Food and love, from my mother’s hands, were inseparable. To love her family was to prepare and serve food for them. Thousands upon thousands of meals. Countless hours of gathering and preserving produce. Tucked within my childhood memories are numbers from each summer—100 bags of corn, 100 jars of peaches, 200 jars of tomato juice, etc.—the fruits of her labours to love her large family through the coming winter. Even today, as my mother lives in a nursing home, she takes great joy in feeding others. For example, she will carry pieces of fruit from a gift basket in her room to the dining hall to share with others.

Like the cat Penguin, I benefitted from my mother’s urge to nurture through food, and I inherited a similar impulse.
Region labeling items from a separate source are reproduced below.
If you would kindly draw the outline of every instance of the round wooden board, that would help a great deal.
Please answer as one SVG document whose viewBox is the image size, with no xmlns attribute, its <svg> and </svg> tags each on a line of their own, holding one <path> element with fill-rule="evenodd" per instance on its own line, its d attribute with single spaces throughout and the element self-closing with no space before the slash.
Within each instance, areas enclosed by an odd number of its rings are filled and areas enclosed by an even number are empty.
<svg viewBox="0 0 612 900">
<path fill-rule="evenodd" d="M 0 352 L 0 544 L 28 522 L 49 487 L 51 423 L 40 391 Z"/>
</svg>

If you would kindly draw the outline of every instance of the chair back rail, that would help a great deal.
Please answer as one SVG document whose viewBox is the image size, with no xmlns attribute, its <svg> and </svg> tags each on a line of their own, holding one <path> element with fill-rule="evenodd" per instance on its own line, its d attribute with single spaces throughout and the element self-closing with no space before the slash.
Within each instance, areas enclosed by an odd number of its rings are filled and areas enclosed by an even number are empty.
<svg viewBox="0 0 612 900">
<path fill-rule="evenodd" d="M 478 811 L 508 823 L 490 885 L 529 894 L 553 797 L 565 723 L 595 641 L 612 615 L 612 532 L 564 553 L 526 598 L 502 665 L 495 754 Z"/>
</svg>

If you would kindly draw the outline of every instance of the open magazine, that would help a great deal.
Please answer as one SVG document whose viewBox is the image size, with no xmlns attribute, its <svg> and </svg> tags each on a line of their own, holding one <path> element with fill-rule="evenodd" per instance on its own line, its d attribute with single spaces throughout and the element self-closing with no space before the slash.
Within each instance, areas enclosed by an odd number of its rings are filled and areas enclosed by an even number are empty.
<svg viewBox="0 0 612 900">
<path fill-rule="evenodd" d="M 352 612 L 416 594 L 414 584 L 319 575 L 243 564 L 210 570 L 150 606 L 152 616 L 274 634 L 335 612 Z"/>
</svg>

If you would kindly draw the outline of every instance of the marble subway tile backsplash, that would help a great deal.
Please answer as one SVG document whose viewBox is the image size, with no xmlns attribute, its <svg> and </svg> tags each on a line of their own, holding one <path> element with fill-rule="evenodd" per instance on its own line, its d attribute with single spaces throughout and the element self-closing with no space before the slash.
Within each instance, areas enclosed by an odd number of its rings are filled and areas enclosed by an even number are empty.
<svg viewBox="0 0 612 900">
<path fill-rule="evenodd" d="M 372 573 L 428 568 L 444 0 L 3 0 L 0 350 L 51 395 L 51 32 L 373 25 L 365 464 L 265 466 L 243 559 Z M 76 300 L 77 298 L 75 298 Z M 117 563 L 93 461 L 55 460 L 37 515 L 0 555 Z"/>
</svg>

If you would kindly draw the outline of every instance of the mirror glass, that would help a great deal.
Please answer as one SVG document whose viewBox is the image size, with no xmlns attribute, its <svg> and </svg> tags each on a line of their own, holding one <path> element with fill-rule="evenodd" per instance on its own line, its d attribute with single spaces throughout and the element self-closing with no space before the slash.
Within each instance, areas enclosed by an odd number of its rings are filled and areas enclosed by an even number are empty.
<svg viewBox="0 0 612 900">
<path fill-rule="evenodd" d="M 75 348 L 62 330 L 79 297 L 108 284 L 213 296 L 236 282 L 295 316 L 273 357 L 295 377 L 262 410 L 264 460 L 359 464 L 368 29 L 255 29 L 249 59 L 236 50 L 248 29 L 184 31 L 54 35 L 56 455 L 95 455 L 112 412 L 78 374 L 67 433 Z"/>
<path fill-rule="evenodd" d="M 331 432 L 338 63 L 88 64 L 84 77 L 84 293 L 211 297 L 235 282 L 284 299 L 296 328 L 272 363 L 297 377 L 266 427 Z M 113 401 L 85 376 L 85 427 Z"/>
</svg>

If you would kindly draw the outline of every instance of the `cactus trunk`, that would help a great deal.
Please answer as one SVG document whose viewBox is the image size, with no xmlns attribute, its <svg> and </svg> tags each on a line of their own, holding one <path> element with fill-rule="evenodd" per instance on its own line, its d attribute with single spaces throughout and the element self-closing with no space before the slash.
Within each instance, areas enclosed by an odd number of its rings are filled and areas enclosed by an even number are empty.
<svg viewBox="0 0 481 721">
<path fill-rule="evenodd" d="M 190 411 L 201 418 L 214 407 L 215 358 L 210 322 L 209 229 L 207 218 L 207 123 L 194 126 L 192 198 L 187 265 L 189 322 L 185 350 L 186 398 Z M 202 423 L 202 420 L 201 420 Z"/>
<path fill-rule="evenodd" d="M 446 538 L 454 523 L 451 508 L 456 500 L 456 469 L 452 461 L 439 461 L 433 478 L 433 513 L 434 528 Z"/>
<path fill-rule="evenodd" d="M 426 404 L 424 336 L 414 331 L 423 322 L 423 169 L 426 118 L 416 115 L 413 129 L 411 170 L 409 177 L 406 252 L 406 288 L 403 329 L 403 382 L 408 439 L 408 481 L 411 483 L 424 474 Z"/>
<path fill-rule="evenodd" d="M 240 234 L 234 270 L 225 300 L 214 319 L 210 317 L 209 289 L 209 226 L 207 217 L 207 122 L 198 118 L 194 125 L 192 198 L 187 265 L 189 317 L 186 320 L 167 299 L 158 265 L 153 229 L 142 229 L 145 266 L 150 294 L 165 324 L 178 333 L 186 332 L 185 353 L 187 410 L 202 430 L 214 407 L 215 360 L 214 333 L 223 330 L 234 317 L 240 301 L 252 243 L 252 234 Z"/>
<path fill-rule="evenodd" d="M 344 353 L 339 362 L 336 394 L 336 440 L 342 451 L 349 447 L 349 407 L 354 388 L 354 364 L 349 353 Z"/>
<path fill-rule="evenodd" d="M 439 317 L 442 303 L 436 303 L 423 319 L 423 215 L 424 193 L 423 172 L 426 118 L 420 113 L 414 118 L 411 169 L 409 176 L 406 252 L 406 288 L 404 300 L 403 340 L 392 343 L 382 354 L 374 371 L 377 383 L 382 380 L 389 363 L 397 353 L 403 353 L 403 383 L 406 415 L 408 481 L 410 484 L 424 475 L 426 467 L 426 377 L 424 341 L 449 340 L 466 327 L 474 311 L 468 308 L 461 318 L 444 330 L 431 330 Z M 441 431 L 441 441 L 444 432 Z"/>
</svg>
Few things give me greater pleasure than the hours I spend in my kitchen, preparing a meal—designing the menu, compiling ingredients, dicing, chopping, cooking and baking. And then the culmination! Gathering around the table with friends and family, and partaking of the sensory delights of taste, colour, texture and scent. Food is entangled with love. These experiences draw me closer to God.

Pleasure and love, like that known by a cook and her diners, is close to God’s heart.

Jesus, who most clearly represents God to us, often broke bread with others in companionship and friendship. Jesus used food stories to teach people about God. Jesus had so much fun with people over food and drink that he was called a glutton and a drunkard (Luke 7:34).

Jesus isn’t the only biblical character who uses food references to point us to God. The psalmist invites people to “taste and see that the Lord is good” (Psalm 34:8). In another song, the unnamed poet waxes about God, the food provider, “[You] bring forth food from the earth, and wine to gladden the human heart, oil to make the face shine, and bread to strengthen the human heart.” (Psalm 104:14-15).

I write these words knowing my fridge is packed with summer produce—strawberries, cherries, saskatoon berries and raspberries. New potatoes, beans, lettuce, spinach, basil, parsley, cilantro and mint. Not to mention the full freezer and the overflowing pantry. I am grateful for this abundance, and intend to use it wisely and well. A passion to feed others is a passion to be respected and exercised.

Such a passion draws me to be aware of those lacking in food and in food security. God knows there are many people in my city, in this country and around the world that do not have enough healthy, wholesome food or clean drinking water. Hopefully our passions stretch us to care for the hungry and the thirsty, to work towards a day when there is no more hunger and starvation. When food and love are sufficiently entangled and offered so that all have enough.